# Working with Decision Trees
*Curtis Miller*

A **decision tree** is a classification algorithm where a series of true/false questions about the data are answered to predict the value of a target variable. This usually is visualized by a tree that one traces to make predictions. A nice feature of this algorithm is that it's a heuristic a human can easily interpret and use. However, decision trees are especially prone to overfitting.

Decision tree classifiers can be implemented using the **scikit-learn** class `DecisionTreeClassifier`. The algorithm tries to train a decision tree that quickly makes accurate decisions on training data.

The hyperparameter I want to draw particular attention to is the maximum depth a decision tree may have. Trees with high depth may be more prone to overfitting with trees with low depth, while trees with low depth may underfit.

We will see how well decision trees predict who survived the *Titanic* disaster. I load in the *Titanic* dataset below.

In [None]:
import pandas as pd
from pandas import DataFrame
from sklearn.model_selection import train_test_split, cross_validate
from sklearn.metrics import classification_report

In [None]:
titanic = pd.read_csv("titanic.csv")
titanic.head()

In [None]:
titanic_train, titanic_test = train_test_split(titanic)
titanic_train.head()

## Fitting a Decision Tree

We will fit a decision tree without specifying a maximum depth. We will also visualize the tree. (I grabbed the code for visualizing the tree from a [blog post by "Russel"](https://medium.com/@rnbrown/creating-and-visualizing-decision-trees-with-python-f8e8fa394176).)

In [None]:
from sklearn.tree import DecisionTreeClassifier
from sklearn.externals.six import StringIO  
from IPython.display import Image  
from sklearn.tree import export_graphviz
import pydotplus

In [None]:
tree1 = DecisionTreeClassifier()

tree1 = tree1.fit(X=titanic_train.replace({'Sex': {'male': 0, 'female': 1}}    # Replace strings with numbers
                                         ).drop(["Survived", "Name"], axis=1),
                  y=titanic_train.Survived)

# Example prediction
tree1.predict([[2, 0, 26, 0, 0, 30]])    # A male in second class age 26 with no spouse or child aboard who paid $30 fare

In [None]:
pred1 = tree1.predict(titanic_train.replace({'Sex': {'male': 0, 'female': 1}}
                                           ).drop(["Survived", "Name"], axis=1))
print(classification_report(titanic_train.Survived, pred1))

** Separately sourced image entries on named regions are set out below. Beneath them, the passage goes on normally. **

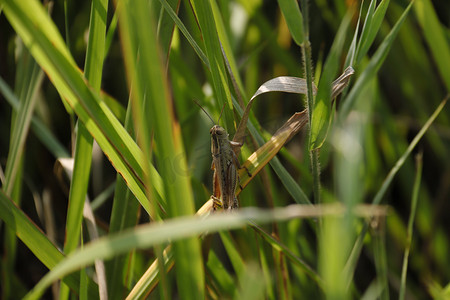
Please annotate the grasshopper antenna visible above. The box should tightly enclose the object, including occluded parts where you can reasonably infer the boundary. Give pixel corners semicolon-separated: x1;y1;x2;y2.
192;99;215;125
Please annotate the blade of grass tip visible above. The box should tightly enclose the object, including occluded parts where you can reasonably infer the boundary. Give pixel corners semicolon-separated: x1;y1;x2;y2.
344;96;450;286
0;77;69;158
0;190;98;298
159;0;210;69
83;198;108;300
3;49;43;195
126;246;175;300
234;97;311;204
300;0;320;203
121;0;205;299
398;152;423;300
278;0;305;46
127;200;217;299
344;0;364;68
356;0;389;64
60;0;108;299
373;218;389;300
152;0;181;61
338;2;414;120
120;1;173;299
250;222;323;288
414;0;450;91
309;11;353;150
2;0;156;216
192;0;234;132
22;203;386;299
106;102;139;299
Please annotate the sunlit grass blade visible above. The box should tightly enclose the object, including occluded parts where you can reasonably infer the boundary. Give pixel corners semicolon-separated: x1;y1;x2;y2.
356;0;389;64
309;13;351;150
398;153;423;300
278;0;305;46
3;0;163;211
22;205;386;299
192;0;234;132
345;96;448;286
339;2;414;119
0;77;69;158
250;222;323;287
414;0;450;91
1;44;43;298
2;49;43;195
159;0;210;67
60;0;108;299
119;0;204;299
0;190;97;298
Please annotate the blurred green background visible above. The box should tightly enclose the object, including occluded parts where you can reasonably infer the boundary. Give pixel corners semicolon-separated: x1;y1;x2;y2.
0;0;450;299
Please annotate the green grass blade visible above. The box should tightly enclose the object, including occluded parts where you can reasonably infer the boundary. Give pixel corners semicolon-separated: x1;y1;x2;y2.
159;0;209;68
192;0;234;130
356;0;389;64
278;0;305;46
414;0;450;91
3;0;163;212
372;96;449;205
0;190;98;299
309;14;351;150
339;2;413;120
345;97;448;286
22;205;367;299
0;77;70;158
64;0;108;253
60;0;108;299
398;153;423;300
120;1;204;299
2;50;43;195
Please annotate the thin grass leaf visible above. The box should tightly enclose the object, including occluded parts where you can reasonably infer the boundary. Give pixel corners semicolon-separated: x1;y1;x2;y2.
230;102;311;204
398;153;423;300
192;0;234;132
0;77;69;158
356;0;389;64
119;0;204;299
250;222;323;288
344;96;449;285
25;201;386;299
414;0;450;91
278;0;305;46
372;218;389;300
159;0;210;68
309;13;351;150
3;0;163;216
0;190;97;298
2;49;43;195
60;0;108;299
339;2;414;120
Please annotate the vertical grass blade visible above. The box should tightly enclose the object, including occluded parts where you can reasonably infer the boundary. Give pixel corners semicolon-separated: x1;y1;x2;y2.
119;1;204;299
192;0;234;134
60;0;108;299
278;0;305;46
339;2;414;120
2;0;162;212
0;190;98;298
414;0;450;91
398;153;423;300
309;14;351;150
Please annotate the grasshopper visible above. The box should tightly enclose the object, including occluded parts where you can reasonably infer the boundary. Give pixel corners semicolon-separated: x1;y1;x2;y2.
195;101;250;210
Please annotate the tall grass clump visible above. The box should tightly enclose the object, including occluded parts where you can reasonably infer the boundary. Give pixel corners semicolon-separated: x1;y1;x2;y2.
0;0;450;299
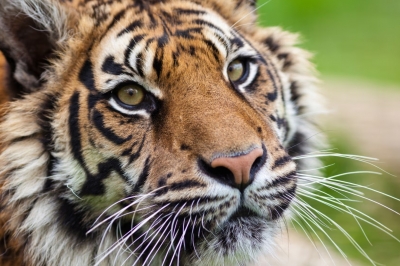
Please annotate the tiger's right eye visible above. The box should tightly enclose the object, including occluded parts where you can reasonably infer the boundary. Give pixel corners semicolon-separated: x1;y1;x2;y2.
115;84;145;106
228;59;245;82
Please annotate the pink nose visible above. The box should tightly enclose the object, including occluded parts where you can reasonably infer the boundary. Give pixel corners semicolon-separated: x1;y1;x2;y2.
211;148;263;187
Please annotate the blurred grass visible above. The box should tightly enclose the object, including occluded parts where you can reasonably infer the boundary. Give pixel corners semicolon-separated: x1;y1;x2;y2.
298;137;400;266
258;0;400;266
258;0;400;84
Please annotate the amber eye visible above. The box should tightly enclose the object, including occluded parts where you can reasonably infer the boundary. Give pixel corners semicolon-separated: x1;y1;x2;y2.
228;59;246;82
116;84;145;106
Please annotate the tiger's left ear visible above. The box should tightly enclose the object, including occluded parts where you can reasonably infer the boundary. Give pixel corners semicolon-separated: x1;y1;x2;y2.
0;0;74;98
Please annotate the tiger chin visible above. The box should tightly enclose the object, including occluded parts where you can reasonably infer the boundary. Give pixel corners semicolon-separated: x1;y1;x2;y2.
0;0;320;266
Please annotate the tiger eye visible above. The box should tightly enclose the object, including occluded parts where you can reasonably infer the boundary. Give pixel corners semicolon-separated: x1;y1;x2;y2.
228;59;244;82
116;84;144;106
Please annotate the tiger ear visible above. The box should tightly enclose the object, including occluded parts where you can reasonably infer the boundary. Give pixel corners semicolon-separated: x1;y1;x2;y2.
0;0;72;97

We can see that on the training data the algorithm is highly accurate, but there's a good chance the model overfit the data.

We can visualize the resulting tree like so. (You will need to install [Graphviz](http://www.graphviz.org/), an open source software package for visualizing graphs, including decision trees.)

In [None]:
# From here: https://medium.com/@rnbrown/creating-and-visualizing-decision-trees-with-python-f8e8fa394176
dot_data = StringIO()

export_graphviz(tree1,    # Function for exporting a visualization of the tree
                out_file=dot_data,
                # Data controlling the display of the graph
                filled=True, rounded=True,
                special_characters=True,
                feature_names=["Pclass", "Sex", "Age", "Siblings/Spouses Aboard", "Parents/Children Aboard",
                               "Fare"],    # Use the name of the features
                proportion=True)    # Show proportions for labels

# Display graph in Jupyter notebook
graph1 = pydotplus.graph_from_dot_data(dot_data.getvalue())  
Image(graph1.create_png())

A graph this complex is probably overfitting. In fact, let's peek to see how this would do on the test data.

In [None]:
pred2 = tree1.predict(titanic_test.replace({'Sex': {'male': 0, 'female': 1}}
                                          ).drop(["Survived", "Name"], axis=1))
print(classification_report(titanic_test.Survived, pred2))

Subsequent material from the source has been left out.